We identify three key inefficiencies in UVM-based GPU CC. First, it requires tight CPU–GPU synchronization to negotiate initialization vectors (IVs) for AES-GCM encryption, placing encryption on the critical path. While this design avoids storing IVs and thus eliminates the overhead of integrity-tree maintenance, the resulting synchronization overhead significantly degrades performance. Second, the driver thread often sits idle while waiting for new fault batches to arrive, wasting CPU cycles that could otherwise be used for encryption. Third, even when the CPU is utilized, CPU software encryption throughput is low (1.3 GB/s) because UVM relies on Linux Kernel Crypto APIs that are not currently parallelized, further compounding the slowdown.
To address these inefficiencies, we propose LÆGIS, a design that opportunistically pre-encrypts pages on the CPU. LÆGIS leverages secure high-bandwidth memory (HBM) for flexible IV management, introducing an IV Bank stored in 3D-stacked HBM that decouples encryption from CPU–GPU synchronization while eliminating the need for integrity trees.
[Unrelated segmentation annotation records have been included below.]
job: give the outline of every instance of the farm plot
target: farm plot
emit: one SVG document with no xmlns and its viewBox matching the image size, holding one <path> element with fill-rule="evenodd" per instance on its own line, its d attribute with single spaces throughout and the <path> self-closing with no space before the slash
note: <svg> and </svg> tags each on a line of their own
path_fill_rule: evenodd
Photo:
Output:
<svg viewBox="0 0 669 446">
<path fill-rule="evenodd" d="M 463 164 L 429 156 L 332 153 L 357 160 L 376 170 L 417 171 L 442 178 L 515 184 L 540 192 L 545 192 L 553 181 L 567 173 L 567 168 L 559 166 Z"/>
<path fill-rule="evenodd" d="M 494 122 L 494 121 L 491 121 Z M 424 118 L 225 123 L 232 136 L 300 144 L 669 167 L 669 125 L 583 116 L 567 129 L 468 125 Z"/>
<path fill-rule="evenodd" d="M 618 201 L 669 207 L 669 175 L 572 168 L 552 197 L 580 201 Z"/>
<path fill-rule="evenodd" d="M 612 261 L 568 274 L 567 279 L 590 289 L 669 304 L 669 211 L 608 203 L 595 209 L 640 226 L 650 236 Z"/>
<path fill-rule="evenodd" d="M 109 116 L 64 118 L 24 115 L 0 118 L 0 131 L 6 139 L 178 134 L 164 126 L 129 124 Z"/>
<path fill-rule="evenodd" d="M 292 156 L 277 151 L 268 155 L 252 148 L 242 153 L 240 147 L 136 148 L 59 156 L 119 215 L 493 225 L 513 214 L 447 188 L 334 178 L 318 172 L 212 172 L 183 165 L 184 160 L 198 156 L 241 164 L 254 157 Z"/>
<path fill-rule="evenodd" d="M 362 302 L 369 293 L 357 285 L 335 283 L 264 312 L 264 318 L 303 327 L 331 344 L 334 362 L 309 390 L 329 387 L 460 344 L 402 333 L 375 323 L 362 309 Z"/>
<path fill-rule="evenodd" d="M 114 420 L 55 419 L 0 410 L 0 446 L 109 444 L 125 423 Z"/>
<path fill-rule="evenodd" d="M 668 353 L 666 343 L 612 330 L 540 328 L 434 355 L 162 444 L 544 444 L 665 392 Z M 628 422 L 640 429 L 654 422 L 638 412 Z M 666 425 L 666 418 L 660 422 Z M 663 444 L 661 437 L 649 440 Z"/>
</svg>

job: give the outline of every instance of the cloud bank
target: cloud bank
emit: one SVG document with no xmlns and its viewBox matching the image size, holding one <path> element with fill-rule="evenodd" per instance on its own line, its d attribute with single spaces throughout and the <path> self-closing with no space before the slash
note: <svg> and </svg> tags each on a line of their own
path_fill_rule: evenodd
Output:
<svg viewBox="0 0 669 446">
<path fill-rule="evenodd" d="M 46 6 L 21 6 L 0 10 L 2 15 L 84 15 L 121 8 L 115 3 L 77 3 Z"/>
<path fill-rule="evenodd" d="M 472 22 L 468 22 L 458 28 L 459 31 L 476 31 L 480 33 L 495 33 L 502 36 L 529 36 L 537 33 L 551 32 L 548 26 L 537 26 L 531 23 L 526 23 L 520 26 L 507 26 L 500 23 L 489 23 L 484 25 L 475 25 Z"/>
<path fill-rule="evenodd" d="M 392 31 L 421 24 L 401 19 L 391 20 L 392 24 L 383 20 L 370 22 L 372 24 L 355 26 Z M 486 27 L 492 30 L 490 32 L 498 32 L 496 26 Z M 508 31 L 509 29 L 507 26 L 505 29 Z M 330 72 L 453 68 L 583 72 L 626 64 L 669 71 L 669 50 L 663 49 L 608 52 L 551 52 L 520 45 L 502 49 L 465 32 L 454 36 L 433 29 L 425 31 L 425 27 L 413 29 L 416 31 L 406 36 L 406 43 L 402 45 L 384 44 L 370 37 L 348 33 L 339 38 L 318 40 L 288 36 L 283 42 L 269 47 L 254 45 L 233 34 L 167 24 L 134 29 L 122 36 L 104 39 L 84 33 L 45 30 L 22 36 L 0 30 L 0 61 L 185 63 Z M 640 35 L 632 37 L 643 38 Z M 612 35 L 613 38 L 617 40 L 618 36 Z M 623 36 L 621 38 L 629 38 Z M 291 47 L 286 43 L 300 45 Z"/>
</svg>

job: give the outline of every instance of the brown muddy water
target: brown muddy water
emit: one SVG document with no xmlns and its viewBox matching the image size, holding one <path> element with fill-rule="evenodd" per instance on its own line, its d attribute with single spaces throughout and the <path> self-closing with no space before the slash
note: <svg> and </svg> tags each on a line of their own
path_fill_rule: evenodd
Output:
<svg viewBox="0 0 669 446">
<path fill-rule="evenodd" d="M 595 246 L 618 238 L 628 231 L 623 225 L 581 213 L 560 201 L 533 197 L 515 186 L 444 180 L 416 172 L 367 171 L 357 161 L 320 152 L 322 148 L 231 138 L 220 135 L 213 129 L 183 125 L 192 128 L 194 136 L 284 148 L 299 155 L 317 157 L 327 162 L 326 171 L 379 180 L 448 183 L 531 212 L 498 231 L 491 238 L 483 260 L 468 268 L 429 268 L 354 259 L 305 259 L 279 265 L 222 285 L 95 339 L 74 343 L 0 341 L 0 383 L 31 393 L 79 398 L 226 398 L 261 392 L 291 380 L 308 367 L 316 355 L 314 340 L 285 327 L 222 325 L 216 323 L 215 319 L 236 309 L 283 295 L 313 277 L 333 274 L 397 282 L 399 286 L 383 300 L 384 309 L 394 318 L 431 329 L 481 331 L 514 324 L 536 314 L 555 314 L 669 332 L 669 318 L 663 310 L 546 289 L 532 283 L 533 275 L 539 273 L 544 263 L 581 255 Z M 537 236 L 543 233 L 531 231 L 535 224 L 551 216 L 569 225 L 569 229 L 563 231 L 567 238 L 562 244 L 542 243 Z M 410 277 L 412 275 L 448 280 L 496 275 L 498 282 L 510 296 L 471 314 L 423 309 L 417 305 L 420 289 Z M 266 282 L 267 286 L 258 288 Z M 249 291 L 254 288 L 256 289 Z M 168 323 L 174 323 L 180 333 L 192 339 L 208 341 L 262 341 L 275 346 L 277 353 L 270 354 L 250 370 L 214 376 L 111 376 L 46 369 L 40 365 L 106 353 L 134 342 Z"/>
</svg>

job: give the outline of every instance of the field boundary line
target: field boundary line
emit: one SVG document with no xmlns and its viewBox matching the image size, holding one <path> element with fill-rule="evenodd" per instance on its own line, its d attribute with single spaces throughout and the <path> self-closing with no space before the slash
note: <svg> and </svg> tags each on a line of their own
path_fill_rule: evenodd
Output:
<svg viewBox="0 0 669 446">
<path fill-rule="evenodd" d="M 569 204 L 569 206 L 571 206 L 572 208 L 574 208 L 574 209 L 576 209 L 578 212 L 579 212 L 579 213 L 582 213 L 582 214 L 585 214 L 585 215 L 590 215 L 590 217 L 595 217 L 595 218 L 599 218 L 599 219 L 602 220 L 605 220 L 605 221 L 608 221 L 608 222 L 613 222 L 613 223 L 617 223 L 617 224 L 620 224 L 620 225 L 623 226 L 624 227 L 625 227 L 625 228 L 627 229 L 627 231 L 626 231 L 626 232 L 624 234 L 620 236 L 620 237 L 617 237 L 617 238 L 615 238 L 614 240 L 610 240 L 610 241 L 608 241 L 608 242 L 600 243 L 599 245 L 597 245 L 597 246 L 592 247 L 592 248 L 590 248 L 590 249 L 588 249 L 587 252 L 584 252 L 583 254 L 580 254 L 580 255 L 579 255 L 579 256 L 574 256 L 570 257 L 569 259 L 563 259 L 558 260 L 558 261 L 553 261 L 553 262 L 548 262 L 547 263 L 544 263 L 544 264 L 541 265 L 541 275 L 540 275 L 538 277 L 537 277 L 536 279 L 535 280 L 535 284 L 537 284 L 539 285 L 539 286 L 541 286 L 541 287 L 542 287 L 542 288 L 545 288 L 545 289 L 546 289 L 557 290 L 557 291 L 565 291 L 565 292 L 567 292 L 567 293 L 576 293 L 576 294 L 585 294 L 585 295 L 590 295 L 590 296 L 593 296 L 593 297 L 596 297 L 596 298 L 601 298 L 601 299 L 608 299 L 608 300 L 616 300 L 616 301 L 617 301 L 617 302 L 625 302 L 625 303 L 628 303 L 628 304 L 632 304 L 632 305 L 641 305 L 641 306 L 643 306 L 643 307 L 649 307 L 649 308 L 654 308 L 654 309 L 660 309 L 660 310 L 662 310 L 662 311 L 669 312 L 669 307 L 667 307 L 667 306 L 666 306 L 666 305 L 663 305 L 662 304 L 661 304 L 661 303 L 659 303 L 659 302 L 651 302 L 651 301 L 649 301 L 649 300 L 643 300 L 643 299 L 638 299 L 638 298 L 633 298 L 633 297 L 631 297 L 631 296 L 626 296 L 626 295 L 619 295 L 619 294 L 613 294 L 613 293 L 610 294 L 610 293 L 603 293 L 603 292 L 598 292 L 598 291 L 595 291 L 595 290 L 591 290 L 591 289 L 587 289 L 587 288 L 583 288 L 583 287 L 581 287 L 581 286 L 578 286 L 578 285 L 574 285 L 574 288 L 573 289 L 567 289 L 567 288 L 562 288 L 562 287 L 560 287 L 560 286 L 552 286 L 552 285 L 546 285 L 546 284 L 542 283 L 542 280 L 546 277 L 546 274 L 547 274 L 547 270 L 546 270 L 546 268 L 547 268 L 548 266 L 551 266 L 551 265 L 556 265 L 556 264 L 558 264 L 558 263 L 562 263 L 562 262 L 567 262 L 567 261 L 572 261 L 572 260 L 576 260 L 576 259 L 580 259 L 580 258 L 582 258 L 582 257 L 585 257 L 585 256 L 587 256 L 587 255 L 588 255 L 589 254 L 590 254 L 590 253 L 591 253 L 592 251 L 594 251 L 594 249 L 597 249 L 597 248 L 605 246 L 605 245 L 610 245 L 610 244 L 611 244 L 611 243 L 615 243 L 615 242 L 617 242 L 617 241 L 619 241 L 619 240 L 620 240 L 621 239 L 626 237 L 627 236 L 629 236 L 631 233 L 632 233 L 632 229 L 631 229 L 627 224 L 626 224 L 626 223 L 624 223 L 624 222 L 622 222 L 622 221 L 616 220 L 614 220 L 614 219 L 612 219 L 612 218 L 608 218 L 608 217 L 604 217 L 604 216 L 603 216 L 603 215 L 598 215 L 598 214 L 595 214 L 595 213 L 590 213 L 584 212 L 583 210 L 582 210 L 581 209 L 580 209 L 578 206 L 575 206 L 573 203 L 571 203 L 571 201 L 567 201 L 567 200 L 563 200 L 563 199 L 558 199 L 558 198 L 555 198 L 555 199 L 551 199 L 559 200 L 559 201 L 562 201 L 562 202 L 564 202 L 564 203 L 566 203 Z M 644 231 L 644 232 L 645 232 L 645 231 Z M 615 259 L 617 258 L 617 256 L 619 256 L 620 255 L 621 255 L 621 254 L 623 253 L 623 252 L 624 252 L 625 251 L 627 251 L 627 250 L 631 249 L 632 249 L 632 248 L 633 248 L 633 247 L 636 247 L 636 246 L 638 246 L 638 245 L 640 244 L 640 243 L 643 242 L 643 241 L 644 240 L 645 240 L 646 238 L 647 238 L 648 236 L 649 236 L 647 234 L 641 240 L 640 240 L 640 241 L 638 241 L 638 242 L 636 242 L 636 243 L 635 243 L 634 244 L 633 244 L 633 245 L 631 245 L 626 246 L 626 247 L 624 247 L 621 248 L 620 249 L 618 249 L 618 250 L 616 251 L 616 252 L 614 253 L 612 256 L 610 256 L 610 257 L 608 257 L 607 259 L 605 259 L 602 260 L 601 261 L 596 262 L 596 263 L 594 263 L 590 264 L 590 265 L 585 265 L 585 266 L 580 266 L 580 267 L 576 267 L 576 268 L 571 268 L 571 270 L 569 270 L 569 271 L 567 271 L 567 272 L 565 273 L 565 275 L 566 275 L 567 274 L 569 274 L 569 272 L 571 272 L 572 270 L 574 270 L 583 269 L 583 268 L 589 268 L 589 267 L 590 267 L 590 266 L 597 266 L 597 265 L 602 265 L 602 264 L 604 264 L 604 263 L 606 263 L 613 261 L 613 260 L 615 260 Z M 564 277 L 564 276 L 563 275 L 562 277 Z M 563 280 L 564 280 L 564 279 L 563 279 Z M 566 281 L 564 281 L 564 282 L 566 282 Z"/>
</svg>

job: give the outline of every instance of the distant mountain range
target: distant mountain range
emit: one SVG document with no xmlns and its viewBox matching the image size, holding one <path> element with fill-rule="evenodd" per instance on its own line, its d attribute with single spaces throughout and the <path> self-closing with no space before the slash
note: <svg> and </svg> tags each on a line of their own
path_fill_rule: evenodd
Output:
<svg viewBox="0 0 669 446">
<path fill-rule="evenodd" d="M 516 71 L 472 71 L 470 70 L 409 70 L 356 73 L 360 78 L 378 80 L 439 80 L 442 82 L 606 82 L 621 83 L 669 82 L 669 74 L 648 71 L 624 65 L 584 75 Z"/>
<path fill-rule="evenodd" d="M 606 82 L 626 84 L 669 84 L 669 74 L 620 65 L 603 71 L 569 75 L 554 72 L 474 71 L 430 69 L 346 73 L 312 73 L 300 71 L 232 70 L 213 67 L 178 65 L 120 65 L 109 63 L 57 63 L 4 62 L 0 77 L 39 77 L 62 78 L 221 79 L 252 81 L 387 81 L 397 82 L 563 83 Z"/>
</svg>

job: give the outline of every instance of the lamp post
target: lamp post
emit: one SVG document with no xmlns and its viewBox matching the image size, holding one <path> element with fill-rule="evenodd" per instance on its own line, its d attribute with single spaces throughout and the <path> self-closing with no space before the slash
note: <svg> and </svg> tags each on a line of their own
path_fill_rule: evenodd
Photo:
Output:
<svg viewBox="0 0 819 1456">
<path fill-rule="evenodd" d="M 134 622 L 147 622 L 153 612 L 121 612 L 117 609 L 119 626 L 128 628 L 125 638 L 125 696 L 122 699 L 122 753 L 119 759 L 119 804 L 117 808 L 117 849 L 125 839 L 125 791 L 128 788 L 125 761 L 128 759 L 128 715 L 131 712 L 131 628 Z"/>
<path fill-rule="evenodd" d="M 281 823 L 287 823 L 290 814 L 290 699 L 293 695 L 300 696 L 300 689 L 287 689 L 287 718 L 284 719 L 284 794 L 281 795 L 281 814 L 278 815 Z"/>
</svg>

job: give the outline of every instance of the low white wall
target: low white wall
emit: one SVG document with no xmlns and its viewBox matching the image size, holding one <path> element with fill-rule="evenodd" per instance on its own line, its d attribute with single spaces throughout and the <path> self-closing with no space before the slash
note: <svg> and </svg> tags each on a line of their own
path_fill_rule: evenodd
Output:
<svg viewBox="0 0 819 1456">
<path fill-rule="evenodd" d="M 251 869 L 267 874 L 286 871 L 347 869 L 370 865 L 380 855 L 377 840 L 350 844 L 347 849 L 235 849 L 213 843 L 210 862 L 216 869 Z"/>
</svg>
This enables out-of-order encryption and substantially improves UVM performance under CC. Our evaluation shows that LÆGIS significantly reduces CC overhead, achieving up to 3.13× (2.22× on average) and 5.05× (2.74× on average) speedup over the CC baseline under default and aggressive prefetching, respectively.
Coming soon.
We present NetCrafter, a set of novel techniques to manage network traffic, especially across low-bandwidth links in multi-GPU systems. NetCrafter reduces the volume of flit traffic by (i) stitching compatible, partially filled flits, (ii) trimming unnecessary flits to avoid redundant transfers, and (iii) sequencing flits so that latency-sensitive ones arrive at their destinations faster.
Confidential computing (CC) is a critical technology for protecting data in use. By leveraging encryption and virtual machine (VM) level isolation, CC allows existing code to run without modification while offering confidentiality and integrity guarantees. However, the performance impact of CC in GPU-based systems can be significant. In this work, we present a comprehensive performance evaluation of CC guided by a simple performance model. Specifically, we start by evaluating CUDA applications with a focus on data transfer, memory management, encryption, kernel launch, and kernel execution. We also present a detailed event-level analysis of these applications, revealing that the execution times of kernels that do not use unified virtual memory (UVM) are mostly unaffected, while associated kernel launch overhead and queuing time increase significantly. On the other hand, the execution time of kernels using UVM increases drastically under CC, in addition to other launch and queuing overheads. We also study CNN training and LLM inference to see how CC overhead would affect them. Finally, we consider several optimization techniques, including kernel fusion, overlapping, and quantization, towards addressing the overheads of CC.